The threat that Asian carp pose to the north --- Great Lakes, upper Missouri River impoundments, inland Minnesota waters from the upper Mississippi, etc. --- makes most of the headlines these days.
But these prolific nuisance species also are moving south and east through the Ohio, Tennessee, and Cumberland rivers systems. And the severity of the invasion in these waters is evidenced by the results of a recent first-of-its-kind commercial fishing tournament at Kentucky and Barkley lakes.
Eleven teams brought in 82,953 pounds of Asian carp. That’s short of the 200,000-pound goal, but 41 tons are more than enough to reveal the extent of the problem.
The Gleaner.com reports the following:
"It validated some of the things we had thought, that good skilled fisherman can come in there and take out 10,000 pounds a day, all you have to do is create a market," Kentucky Fish and Wildlife spokesman Mark Marraccini said on Thursday. The fish can be harvested to produce fertilizers, pet foods, and fish oil products, he said. They are also edible.
State officials are concerned about the rapid spread of the fish in Barkley and Kentucky lakes. The carp breed faster than some native species and eat up the algae and zooplankton that other fish depend on.
The Asian carp infiltrated the Mississippi River in the 1970s after getting loose from fish farms. Federal officials, worried about the species reaching the Great Lakes, are conducting a study to investigate how Asian carp DNA got into rivers and canals in the Chicago area.
Ron Brooks, Kentucky's fisheries director, said one species of the problem fish, the silver carp, is prone to leaping out of the water when agitated by boat noise, which can injure boaters and skiers.
Brooks said state officials will make tweaks to the next tournament to attract more fishing teams.
The two-day tournament winner was Barry Mann of Gilbertsville.

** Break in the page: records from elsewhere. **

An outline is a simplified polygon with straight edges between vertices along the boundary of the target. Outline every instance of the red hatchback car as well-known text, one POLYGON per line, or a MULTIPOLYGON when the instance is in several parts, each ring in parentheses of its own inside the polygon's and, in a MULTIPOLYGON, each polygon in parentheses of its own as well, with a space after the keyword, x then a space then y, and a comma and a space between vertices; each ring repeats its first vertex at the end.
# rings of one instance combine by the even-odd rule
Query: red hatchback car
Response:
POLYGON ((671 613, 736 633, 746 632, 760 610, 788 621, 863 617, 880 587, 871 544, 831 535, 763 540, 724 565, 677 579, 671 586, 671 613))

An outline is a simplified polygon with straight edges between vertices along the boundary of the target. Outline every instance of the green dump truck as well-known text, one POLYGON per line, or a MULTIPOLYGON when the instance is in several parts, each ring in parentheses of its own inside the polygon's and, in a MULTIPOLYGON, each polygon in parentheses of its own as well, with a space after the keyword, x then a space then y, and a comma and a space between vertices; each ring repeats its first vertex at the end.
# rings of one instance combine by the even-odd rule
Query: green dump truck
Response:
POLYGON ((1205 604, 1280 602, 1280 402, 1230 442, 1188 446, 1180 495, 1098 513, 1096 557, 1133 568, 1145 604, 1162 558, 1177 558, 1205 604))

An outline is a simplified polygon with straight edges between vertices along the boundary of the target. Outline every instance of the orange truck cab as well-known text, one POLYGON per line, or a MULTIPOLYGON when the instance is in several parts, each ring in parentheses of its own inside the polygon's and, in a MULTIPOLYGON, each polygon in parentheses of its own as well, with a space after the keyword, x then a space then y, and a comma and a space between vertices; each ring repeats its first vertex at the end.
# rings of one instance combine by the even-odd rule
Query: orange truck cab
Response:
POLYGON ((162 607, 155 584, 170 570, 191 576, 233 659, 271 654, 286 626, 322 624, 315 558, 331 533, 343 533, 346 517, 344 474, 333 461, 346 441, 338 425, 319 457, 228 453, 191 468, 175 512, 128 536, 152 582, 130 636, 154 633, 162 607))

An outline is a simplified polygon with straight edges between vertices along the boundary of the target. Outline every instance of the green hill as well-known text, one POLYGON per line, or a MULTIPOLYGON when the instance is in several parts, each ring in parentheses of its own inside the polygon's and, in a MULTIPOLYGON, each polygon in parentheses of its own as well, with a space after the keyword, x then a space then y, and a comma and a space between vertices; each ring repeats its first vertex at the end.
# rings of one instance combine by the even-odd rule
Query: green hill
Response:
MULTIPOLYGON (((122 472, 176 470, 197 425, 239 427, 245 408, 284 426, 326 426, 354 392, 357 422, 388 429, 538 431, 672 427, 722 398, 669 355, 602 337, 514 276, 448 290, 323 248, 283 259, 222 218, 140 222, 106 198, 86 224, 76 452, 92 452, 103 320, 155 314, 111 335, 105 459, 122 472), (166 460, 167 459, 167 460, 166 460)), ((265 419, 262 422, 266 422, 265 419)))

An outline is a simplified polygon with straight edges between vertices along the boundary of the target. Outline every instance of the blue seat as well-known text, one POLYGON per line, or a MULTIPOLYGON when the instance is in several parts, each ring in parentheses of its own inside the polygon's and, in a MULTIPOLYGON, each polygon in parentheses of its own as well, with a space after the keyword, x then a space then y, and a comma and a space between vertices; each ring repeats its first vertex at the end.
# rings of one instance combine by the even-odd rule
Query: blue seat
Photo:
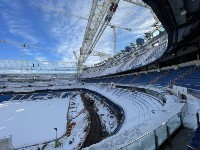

His team hauled in 28,669 pounds and won a top prize of $10,000. The commercial teams used nets since the carp don't bite on baited hooks. More than 20 teams signed up but just 11 teams brought in fish for weighing, Marraccinni said.
The removed carp were taken to a processing plant in Mississippi, where they will be harvested for fish oils and used in pet foods, Marraccini said.